Seleção do Sesc - A fim de valorizar a produção dos pequenos negócios e favorecer a economia criativa, o Serviço Social do Comércio (Sesc) no Maranhão está selecionando artesãos interessados em participar da I Feira de Artesanato e Empreendedorismo On-line. A convocatória contempla a seleção de trinta artesãos individuais, com suas respectivas produções, para a divulgação de trabalhos em ambiente virtual. As inscrições serão realizadas exclusivamente pelo link abre.ai/feiradeartesanatosesc até o dia 15 de setembro.

Posição da Vale - A mineradora Vale, segundo informação do portal Notícias de Mineração Brasil, voltou a ocupar o posto de empresa mais valiosa da América Latina, posição que havia perdido, em agosto, para a varejista online Mercado Livre. A empresa virtual passou a ocupar a terceira posição no ranking, sendo superada também pela Petrobras.

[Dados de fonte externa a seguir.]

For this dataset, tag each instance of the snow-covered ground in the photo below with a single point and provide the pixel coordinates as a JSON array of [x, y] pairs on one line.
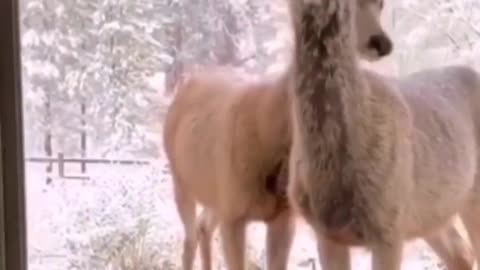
[[96, 224]]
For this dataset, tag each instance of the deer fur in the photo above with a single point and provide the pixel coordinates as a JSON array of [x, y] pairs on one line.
[[227, 140], [377, 161]]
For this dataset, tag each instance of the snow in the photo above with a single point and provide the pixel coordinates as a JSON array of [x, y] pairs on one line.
[[116, 198]]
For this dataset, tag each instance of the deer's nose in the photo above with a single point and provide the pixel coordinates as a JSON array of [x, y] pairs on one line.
[[382, 44]]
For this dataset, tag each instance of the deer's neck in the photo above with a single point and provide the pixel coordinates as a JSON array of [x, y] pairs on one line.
[[329, 84]]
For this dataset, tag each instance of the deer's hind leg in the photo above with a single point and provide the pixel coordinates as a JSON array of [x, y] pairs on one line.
[[186, 209], [471, 220], [451, 248], [233, 234], [207, 224], [280, 233]]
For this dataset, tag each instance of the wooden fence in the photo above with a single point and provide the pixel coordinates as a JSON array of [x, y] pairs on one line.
[[61, 161]]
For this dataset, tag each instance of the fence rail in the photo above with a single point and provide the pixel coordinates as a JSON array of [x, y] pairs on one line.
[[61, 161]]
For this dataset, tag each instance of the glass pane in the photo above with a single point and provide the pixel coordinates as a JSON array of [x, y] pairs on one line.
[[98, 77]]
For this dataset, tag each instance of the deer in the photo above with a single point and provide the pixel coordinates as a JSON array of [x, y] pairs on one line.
[[227, 138], [377, 161]]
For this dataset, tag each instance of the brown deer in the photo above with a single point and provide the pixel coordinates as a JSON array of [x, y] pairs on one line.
[[378, 161], [227, 140]]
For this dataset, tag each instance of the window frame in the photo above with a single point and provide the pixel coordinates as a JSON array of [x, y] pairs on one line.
[[13, 235]]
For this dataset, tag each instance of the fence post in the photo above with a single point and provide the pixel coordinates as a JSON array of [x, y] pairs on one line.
[[61, 165]]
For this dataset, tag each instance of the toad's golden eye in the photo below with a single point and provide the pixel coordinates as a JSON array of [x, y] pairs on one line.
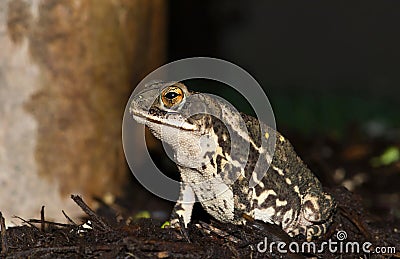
[[172, 96]]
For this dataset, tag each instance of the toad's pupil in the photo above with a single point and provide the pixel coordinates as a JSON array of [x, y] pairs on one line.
[[171, 95]]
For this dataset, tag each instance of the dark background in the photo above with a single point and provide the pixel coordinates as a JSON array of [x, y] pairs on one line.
[[326, 66]]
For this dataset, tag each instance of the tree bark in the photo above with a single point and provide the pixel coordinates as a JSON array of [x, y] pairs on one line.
[[66, 71]]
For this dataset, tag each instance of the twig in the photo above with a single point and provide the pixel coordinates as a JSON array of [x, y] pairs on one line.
[[49, 223], [42, 222], [27, 222], [68, 218], [78, 200], [4, 247]]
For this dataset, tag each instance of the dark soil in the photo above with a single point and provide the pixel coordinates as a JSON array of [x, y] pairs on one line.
[[370, 213]]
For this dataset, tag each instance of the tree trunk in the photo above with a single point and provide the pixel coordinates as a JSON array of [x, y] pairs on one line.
[[66, 71]]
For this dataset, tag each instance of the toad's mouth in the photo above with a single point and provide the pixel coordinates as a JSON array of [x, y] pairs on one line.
[[147, 119]]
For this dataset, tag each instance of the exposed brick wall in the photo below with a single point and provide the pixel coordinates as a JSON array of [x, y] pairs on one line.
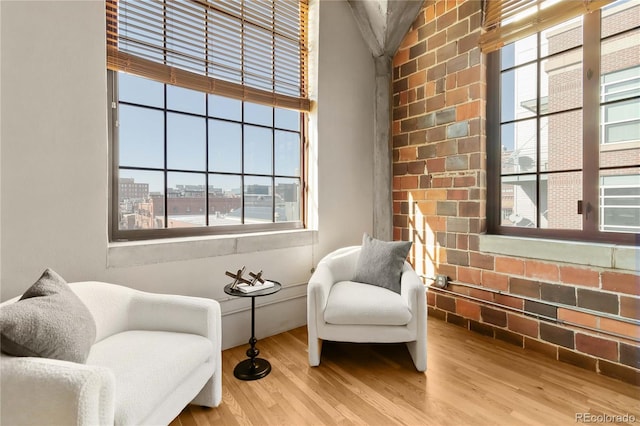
[[565, 311]]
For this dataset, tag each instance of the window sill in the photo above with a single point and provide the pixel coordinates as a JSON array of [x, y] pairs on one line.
[[136, 253], [581, 253]]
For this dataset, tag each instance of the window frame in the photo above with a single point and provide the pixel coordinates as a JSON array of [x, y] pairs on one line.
[[591, 107], [183, 43], [118, 235]]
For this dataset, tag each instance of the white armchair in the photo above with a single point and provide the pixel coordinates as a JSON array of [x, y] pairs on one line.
[[342, 310], [153, 354]]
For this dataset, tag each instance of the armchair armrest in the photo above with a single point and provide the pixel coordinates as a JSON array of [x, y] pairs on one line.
[[180, 314], [46, 391], [184, 314], [318, 290], [411, 287]]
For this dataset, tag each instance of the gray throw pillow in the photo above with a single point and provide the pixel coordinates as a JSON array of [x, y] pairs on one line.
[[49, 321], [380, 262]]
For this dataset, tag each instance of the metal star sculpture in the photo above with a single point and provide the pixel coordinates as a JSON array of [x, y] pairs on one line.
[[237, 278], [256, 278]]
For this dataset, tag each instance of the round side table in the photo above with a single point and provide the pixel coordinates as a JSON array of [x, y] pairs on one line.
[[253, 368]]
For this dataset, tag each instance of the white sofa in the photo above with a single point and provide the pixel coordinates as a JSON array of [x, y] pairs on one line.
[[342, 310], [153, 355]]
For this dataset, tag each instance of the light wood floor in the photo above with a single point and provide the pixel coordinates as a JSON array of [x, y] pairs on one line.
[[470, 380]]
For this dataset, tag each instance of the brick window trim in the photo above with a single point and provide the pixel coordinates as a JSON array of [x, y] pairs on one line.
[[603, 255]]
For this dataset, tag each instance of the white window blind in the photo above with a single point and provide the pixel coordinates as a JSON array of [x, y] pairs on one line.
[[505, 21], [253, 50]]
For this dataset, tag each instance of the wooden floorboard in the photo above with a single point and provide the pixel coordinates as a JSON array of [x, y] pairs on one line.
[[470, 380]]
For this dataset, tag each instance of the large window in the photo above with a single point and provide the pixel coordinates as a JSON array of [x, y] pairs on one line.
[[209, 107], [564, 129]]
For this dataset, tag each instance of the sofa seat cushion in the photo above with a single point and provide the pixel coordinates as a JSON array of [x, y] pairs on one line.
[[148, 366], [354, 303]]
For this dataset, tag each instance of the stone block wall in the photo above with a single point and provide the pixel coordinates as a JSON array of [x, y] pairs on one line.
[[582, 315]]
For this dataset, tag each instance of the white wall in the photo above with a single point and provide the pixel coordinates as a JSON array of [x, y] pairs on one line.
[[54, 170]]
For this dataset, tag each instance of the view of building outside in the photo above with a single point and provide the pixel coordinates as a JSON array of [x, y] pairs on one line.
[[237, 160], [542, 140], [186, 204]]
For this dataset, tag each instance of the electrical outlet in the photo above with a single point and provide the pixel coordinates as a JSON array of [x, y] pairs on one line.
[[441, 280]]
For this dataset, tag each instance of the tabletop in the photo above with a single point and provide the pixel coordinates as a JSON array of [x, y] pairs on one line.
[[267, 291]]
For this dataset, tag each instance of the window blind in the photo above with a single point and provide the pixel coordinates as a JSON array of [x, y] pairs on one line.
[[245, 49], [505, 21]]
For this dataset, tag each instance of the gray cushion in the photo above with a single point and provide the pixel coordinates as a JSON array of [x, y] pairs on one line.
[[380, 262], [48, 321]]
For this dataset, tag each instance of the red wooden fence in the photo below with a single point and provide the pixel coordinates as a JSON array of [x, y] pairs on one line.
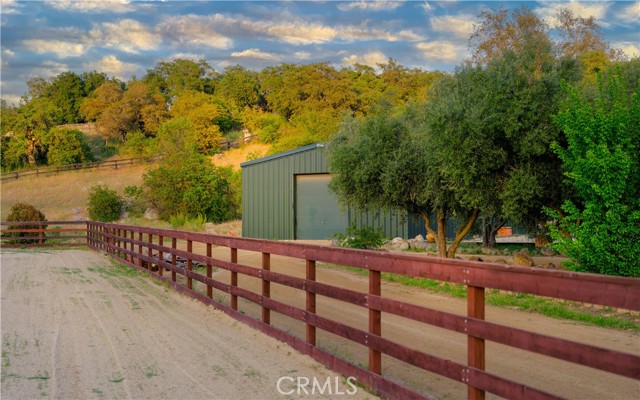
[[144, 248]]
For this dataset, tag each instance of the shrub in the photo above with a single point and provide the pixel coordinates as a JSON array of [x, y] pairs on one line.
[[366, 237], [24, 212], [104, 204], [135, 202]]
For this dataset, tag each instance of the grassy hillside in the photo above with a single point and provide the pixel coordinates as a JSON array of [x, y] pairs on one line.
[[64, 196]]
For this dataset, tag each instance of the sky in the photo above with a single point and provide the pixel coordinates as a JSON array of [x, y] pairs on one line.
[[126, 38]]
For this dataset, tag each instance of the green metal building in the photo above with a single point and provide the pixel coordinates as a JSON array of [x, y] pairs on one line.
[[286, 196]]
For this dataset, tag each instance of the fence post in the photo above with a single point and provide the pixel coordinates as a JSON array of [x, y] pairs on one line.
[[189, 264], [160, 255], [209, 272], [475, 346], [311, 302], [234, 279], [375, 325], [266, 287], [149, 251], [140, 249], [174, 243]]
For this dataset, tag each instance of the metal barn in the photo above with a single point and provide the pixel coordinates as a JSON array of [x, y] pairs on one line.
[[286, 196]]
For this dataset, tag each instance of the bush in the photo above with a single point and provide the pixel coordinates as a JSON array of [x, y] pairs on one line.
[[135, 202], [24, 212], [104, 204], [194, 188], [366, 237]]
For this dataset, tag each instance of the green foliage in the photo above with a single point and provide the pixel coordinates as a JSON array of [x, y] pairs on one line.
[[104, 204], [191, 185], [366, 237], [139, 145], [24, 213], [600, 230], [134, 201], [67, 146]]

O prefeito Luciano Genésio (D), no registro com a deputada
Thayse Hortegal, que é também primeira-dama de Pinheiro,
recepciona nesta sexta-feira (11) o diretor regional do Senac,
José Ahirton Lopes, em sua cidade, para inauguração
do Centro de Formação Profissional
Inauguração em Pinheiro - Um grande evento está marcado a noite desta sexta-feira (11) na cidade de Pinheiro, onde o Serviço Nacional de Aprendizagem Comercial (Senac), órgão vinculado ao Sistema Federação do Comércio (Fecomércio), inaugura o seu primeiro Centro de Educação Profissional na Baixada Maranhense. O empreendimento vai oferecer oportunidade de capacitação a pessoas que tencionam aprimorar seus conhecimentos para se firmarem no mercado de trabalho ou se tornarem empreendedores autônomos.

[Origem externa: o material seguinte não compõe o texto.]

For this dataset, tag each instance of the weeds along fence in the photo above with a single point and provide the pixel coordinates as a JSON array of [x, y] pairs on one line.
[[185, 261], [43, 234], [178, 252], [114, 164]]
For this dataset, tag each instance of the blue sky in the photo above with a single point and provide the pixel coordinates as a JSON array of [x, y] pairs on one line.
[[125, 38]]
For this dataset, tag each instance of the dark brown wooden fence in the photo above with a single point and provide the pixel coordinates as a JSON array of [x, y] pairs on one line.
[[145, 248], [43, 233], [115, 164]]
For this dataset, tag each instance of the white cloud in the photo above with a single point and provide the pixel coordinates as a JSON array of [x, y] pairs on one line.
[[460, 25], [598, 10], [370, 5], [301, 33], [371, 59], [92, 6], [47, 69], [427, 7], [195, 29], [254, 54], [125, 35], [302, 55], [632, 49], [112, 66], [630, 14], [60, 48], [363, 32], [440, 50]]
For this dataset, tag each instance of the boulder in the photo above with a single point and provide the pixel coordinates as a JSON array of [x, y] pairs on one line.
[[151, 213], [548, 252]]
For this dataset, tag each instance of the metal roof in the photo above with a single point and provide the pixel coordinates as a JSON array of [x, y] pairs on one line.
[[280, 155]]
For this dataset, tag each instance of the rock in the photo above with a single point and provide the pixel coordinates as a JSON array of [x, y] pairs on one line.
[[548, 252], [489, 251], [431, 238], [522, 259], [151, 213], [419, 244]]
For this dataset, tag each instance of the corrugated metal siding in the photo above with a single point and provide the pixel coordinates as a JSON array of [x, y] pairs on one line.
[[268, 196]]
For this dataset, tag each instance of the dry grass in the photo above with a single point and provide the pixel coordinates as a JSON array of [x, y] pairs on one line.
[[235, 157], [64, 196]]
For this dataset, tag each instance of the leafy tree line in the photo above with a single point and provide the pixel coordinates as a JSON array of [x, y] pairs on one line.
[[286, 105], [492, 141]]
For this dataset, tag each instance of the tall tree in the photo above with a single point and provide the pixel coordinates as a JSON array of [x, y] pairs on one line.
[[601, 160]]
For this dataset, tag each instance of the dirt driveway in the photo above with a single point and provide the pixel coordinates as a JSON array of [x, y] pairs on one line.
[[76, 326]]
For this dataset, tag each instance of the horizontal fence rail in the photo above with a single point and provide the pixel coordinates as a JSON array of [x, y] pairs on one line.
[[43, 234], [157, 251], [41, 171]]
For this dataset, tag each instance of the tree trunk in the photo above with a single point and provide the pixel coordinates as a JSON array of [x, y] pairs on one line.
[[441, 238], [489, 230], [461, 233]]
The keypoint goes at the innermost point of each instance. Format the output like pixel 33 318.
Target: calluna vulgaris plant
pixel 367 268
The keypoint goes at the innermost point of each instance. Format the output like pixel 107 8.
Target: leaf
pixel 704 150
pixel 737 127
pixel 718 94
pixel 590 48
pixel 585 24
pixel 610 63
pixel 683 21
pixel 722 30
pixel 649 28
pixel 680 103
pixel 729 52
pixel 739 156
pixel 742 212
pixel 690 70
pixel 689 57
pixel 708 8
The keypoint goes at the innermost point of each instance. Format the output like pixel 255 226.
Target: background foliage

Seguro desemprego - O mês de agosto de 2020 contabilizou 463.835 requerimentos de seguro-desemprego, na modalidade trabalhador formal. O número representa uma queda de 18,2% na comparação com o mesmo mês do ano passado, em que foram contabilizados 567.069 requerimentos. O levantamento foi divulgado nesta quinta-feira (10) pela Secretaria de Trabalho do Ministério da Economia, e considera os atendimentos presenciais – nas unidades do Sistema Nacional de Emprego (Sine) e das Superintendências Regionais do Trabalho – e os requerimentos virtuais.

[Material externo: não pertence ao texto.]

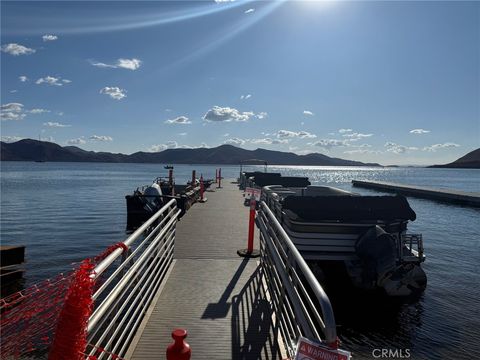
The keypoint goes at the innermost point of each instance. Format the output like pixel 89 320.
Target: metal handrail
pixel 129 281
pixel 295 293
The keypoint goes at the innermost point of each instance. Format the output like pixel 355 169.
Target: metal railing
pixel 129 281
pixel 300 304
pixel 414 243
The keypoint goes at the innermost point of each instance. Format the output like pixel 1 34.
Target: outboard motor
pixel 377 249
pixel 153 197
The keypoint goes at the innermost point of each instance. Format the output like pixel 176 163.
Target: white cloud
pixel 47 138
pixel 398 149
pixel 38 111
pixel 436 147
pixel 361 151
pixel 102 65
pixel 49 37
pixel 179 120
pixel 114 92
pixel 269 141
pixel 419 131
pixel 100 138
pixel 356 136
pixel 16 49
pixel 218 114
pixel 55 124
pixel 78 141
pixel 158 148
pixel 12 111
pixel 306 135
pixel 51 80
pixel 293 134
pixel 10 139
pixel 330 143
pixel 261 115
pixel 235 141
pixel 129 64
pixel 286 133
pixel 266 141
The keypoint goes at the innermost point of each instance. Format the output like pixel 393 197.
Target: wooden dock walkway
pixel 211 292
pixel 445 195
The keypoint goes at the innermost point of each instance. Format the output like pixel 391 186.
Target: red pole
pixel 251 224
pixel 179 350
pixel 249 251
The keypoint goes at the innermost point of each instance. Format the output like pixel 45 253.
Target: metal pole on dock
pixel 202 189
pixel 219 178
pixel 170 182
pixel 179 350
pixel 249 251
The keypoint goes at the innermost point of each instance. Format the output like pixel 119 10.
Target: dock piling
pixel 249 251
pixel 179 350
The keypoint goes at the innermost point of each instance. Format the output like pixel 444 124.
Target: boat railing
pixel 128 281
pixel 300 305
pixel 414 243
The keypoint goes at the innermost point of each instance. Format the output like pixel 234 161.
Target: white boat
pixel 367 234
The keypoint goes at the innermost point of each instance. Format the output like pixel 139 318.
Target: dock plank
pixel 215 295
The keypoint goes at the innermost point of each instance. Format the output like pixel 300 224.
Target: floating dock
pixel 444 195
pixel 210 291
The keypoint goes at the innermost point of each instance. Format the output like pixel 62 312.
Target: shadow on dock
pixel 252 336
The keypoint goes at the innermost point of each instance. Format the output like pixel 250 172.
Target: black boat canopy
pixel 350 208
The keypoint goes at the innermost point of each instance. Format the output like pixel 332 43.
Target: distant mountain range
pixel 469 161
pixel 33 150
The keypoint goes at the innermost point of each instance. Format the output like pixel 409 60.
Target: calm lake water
pixel 65 212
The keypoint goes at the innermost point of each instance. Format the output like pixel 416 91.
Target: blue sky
pixel 387 82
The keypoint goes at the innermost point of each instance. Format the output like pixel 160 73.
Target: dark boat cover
pixel 265 179
pixel 350 208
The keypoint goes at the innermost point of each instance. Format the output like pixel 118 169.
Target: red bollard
pixel 179 350
pixel 249 251
pixel 251 224
pixel 219 178
pixel 170 182
pixel 202 190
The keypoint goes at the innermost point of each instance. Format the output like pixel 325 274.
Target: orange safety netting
pixel 51 317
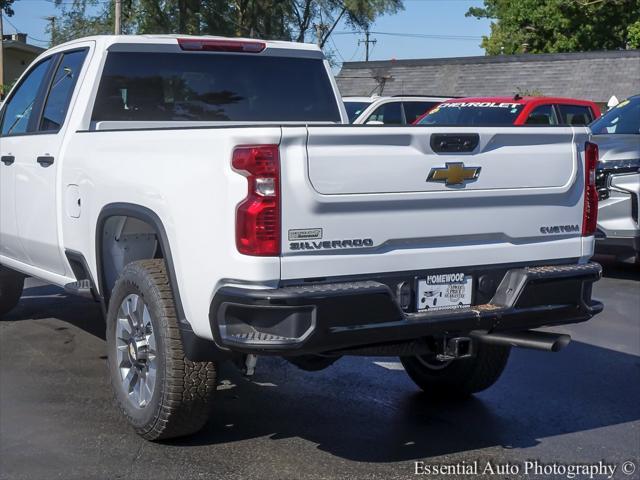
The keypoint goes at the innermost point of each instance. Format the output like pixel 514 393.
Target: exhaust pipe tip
pixel 547 341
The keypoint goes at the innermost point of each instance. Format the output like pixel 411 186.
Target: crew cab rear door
pixel 35 146
pixel 380 199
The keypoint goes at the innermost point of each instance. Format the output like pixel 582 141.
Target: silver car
pixel 617 134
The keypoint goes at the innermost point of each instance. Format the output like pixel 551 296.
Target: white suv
pixel 400 110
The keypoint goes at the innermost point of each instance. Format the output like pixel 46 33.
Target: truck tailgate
pixel 359 200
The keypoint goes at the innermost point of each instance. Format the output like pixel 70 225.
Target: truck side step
pixel 82 288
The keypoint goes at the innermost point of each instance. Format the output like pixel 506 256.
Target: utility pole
pixel 366 42
pixel 52 28
pixel 1 57
pixel 320 27
pixel 118 21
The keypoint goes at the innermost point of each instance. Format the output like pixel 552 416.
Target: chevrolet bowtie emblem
pixel 453 174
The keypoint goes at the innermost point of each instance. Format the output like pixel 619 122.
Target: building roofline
pixel 523 57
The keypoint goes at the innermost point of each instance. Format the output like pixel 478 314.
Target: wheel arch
pixel 195 348
pixel 149 217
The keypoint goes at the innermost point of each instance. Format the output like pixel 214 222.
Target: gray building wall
pixel 587 75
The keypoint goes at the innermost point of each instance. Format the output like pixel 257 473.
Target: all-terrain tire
pixel 458 378
pixel 11 286
pixel 181 399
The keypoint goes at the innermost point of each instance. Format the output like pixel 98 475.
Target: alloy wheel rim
pixel 136 351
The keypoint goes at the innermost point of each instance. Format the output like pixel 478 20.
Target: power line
pixel 6 19
pixel 415 35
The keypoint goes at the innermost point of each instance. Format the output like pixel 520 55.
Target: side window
pixel 413 110
pixel 64 81
pixel 20 105
pixel 575 114
pixel 389 114
pixel 542 115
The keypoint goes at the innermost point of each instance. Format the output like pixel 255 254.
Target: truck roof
pixel 105 41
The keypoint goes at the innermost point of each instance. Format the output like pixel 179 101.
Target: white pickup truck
pixel 210 195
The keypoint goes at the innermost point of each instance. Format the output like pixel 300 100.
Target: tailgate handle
pixel 454 142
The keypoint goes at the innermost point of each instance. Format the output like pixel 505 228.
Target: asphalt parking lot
pixel 360 418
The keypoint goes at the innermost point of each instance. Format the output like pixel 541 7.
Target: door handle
pixel 45 161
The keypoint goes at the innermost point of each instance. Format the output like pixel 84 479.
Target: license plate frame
pixel 436 292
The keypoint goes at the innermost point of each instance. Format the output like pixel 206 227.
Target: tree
pixel 358 14
pixel 547 26
pixel 633 34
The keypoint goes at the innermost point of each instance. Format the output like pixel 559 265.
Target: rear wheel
pixel 161 393
pixel 458 378
pixel 11 285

BNB na Semana Brasil - Durante a Semana Brasil, que se estende até sábado (13), o Banco do Nordeste também ampliará o atendimento aos clientes interessados em contratação de crédito pelo FNE Emergencial, linha especial vigente enquanto perdurarem os decretos de calamidade pública em razão da pandemia de Covid-19. A linha operacionalizada exclusivamente pelo BNB foi lançada pelo Governo Federal em maio deste ano. O FNE Emergencial beneficia profissionais liberais e empresas de todos os portes com atividades produtivas localizadas em municípios em estado de calamidade declarada por autoridades públicas. As taxas de juros são de 2,5% ao ano, com prazos e carências especiais.